Should allele frequency be updated? Allele frequencies are required in calculating the likelihood of a configuration. These frequencies can be provided by the user (see below) or are calculated by Colony using the genotypes in OFS, CMS (optional) and CFS (optional). In the latter case, you can ask Colony to update allele frequency estimates by taking into account of the inferred sibship and parentage relationships during the process of searching for the maximum likelihood configuration. However, updating allele frequencies could increase computational time substantially, and may not improve relationship inference much if the genetic structure of your sample is not strong (i.e. family sizes small and evenly distributed, most candidates are not assigned parentage). I suggest not updating allele frequencies except when family sizes (unknown) are large relative to sample size.

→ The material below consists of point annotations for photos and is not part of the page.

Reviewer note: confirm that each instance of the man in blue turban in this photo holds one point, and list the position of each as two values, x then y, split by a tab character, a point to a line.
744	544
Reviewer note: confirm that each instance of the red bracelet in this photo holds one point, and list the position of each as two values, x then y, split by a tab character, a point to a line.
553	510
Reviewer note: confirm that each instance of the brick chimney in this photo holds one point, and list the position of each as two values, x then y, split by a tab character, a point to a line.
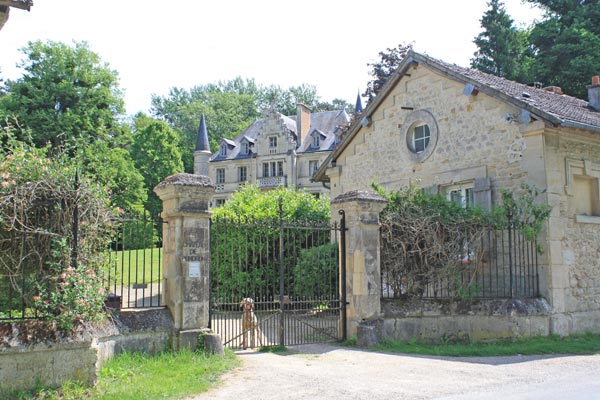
594	93
302	122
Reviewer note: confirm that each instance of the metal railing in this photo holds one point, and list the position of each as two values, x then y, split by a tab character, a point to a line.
502	264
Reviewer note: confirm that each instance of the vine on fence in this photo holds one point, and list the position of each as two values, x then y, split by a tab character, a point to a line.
37	200
426	238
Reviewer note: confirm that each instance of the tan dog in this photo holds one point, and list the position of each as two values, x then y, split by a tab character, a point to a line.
249	324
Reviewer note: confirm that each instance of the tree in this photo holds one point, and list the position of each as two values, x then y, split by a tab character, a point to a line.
501	46
156	156
246	254
381	70
566	44
115	170
65	92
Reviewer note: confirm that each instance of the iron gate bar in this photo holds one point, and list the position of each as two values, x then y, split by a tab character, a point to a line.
295	248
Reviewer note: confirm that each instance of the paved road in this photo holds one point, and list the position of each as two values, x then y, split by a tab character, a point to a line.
329	372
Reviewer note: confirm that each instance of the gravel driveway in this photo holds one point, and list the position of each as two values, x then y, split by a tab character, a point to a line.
329	372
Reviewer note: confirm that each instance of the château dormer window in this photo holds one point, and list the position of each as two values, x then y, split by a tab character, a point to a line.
316	141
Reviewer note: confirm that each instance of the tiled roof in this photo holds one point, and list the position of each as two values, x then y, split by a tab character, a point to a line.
326	122
551	107
547	103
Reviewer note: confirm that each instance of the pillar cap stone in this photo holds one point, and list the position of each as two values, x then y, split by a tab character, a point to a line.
360	196
184	179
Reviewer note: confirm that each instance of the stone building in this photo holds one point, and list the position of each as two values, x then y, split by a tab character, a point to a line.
274	151
467	134
5	6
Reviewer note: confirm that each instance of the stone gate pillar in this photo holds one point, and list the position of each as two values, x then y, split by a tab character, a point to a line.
186	253
363	272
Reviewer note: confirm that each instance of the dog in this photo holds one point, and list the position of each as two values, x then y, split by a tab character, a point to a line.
249	324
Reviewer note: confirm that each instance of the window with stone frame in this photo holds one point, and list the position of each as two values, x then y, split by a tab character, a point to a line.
313	166
219	202
272	142
461	194
418	139
220	175
316	141
584	190
242	174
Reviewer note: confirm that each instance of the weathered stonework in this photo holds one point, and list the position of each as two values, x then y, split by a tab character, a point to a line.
186	248
363	274
482	137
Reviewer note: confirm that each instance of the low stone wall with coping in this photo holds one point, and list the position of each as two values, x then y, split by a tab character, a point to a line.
441	320
33	353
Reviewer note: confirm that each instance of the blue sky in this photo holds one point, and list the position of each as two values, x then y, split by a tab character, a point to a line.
156	45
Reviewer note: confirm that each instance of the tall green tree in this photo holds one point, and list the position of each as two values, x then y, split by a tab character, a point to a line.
501	47
65	92
114	169
156	156
382	69
566	44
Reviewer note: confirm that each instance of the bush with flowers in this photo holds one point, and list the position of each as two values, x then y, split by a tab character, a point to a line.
39	267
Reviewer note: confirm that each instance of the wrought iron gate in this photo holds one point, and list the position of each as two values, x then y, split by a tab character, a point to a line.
290	270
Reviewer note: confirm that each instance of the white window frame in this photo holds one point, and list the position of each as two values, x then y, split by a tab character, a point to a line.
466	192
242	174
420	137
220	178
313	166
316	141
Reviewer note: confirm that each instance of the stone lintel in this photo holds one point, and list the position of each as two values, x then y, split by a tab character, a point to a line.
359	196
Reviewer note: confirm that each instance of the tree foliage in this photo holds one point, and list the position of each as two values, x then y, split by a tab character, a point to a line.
156	156
381	70
428	240
246	255
561	50
37	199
502	48
65	92
566	44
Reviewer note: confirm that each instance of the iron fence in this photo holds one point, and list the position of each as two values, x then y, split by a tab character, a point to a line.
289	270
501	264
134	279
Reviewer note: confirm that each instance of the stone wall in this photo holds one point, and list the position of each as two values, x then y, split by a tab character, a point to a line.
437	321
34	353
477	137
572	241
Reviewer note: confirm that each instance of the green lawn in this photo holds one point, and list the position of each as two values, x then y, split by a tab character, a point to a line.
131	266
574	344
170	375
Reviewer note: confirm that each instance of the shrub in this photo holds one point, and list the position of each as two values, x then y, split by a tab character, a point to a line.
38	196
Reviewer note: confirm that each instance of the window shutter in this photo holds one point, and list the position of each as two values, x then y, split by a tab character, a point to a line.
432	190
482	193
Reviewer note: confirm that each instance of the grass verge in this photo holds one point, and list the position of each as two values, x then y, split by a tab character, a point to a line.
539	345
169	375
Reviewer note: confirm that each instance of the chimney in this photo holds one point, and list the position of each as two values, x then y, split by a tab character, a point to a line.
554	89
302	122
594	93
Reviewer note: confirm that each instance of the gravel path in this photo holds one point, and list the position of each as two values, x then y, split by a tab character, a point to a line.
329	372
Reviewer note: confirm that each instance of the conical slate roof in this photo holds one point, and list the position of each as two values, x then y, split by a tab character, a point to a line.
202	143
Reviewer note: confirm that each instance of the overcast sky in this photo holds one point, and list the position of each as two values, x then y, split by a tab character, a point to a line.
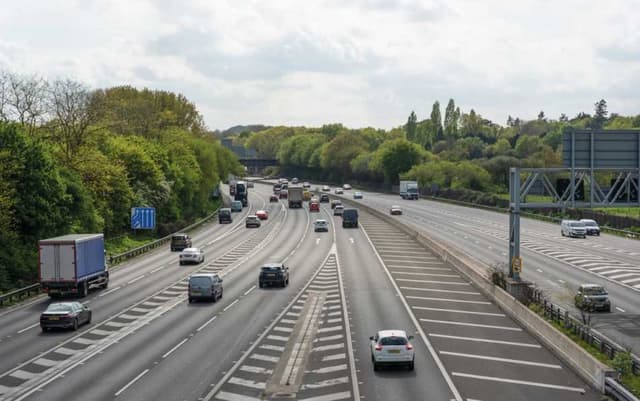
359	62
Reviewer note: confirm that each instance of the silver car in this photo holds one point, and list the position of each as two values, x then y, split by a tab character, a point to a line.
191	255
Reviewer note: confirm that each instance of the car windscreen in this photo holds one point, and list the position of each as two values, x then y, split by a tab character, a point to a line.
200	281
393	341
595	291
59	308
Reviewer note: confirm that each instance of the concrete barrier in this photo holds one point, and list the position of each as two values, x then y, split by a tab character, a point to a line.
584	364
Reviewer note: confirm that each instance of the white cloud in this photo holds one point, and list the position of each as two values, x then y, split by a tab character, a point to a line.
364	62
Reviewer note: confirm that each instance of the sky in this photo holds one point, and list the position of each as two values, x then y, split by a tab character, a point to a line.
360	62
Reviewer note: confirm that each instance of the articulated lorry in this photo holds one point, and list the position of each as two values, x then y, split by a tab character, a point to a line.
295	196
409	190
71	264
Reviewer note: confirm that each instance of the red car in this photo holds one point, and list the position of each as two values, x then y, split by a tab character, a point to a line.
262	214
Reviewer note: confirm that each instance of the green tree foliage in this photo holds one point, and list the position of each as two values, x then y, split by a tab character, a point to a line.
410	127
395	157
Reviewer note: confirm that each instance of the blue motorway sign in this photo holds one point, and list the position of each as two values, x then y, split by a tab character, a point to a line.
143	218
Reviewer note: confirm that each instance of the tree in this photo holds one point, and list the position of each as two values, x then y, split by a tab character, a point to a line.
395	157
411	125
436	121
600	115
451	116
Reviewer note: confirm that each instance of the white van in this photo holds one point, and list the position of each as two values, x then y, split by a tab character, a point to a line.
573	228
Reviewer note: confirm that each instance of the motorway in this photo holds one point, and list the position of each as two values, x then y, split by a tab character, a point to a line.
308	341
556	264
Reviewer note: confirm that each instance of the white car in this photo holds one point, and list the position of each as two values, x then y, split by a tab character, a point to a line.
320	225
191	255
392	347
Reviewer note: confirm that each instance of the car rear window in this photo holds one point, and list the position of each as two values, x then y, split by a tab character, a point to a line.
393	341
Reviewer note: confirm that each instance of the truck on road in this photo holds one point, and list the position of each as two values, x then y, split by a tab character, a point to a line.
295	196
71	264
409	190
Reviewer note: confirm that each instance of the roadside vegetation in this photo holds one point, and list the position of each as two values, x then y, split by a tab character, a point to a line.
74	160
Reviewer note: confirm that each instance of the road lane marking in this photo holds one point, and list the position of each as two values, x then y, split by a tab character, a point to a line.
439	290
485	340
507	360
131	382
206	323
249	290
449	300
523	382
486	326
136	279
110	291
230	305
174	348
28	328
460	311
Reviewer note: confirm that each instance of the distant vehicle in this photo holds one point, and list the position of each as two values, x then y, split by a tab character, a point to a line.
236	206
180	241
191	255
295	197
206	286
350	218
241	193
65	315
320	225
224	215
72	264
573	228
592	297
591	226
262	214
409	190
252	221
273	274
392	347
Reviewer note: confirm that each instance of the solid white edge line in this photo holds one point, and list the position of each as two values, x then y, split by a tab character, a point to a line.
28	328
131	382
174	348
415	321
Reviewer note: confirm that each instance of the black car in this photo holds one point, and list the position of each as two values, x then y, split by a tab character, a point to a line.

Species ploidy. Select whether the species is diploid or haplodiploid. Colony can be used for both diploid species and haplodiploid species. In both cases, the offspring are always assumed to be diploid (for haploid offspring, please use a previous version of Colony). In the haplodiploid case, males and females are assumed to be haploid and diploid respectively (for species with diploid males and haploid females, you just need to swap the two sexes).

Male and female mating system. You will be asked whether males, and females are monogamous or polygamous. Here in our specific context, male monogamous signifies that two offspring in the OFS sample must be fathered by 2 different males if they have separate mothers. In other words, male monogamous specifies that no paternal halfsibs exist in the OFS sample. Note that the mating system herein is defined with regard to the samples being analyzed, not to the population or species from where the samples are taken. For example, consider a population in which males mate singly with females in a breeding season but mate with different females in different breeding seasons. An OFS sample with individuals taken from multiple breeding seasons may contain offspring from different mothers but from a single male (i.e. paternal halfsibs). Therefore, for the purpose of the Colony analysis, the male mating system should still be set as polygamous. The female mating system is similarly defined. Note also that when both males and females are defined as polygamous and the markers have genotyping errors, the computation can become very slow simply because all offspring in the OFS can be related in the pedigree and must be considered together in computing the likelihood of a configuration.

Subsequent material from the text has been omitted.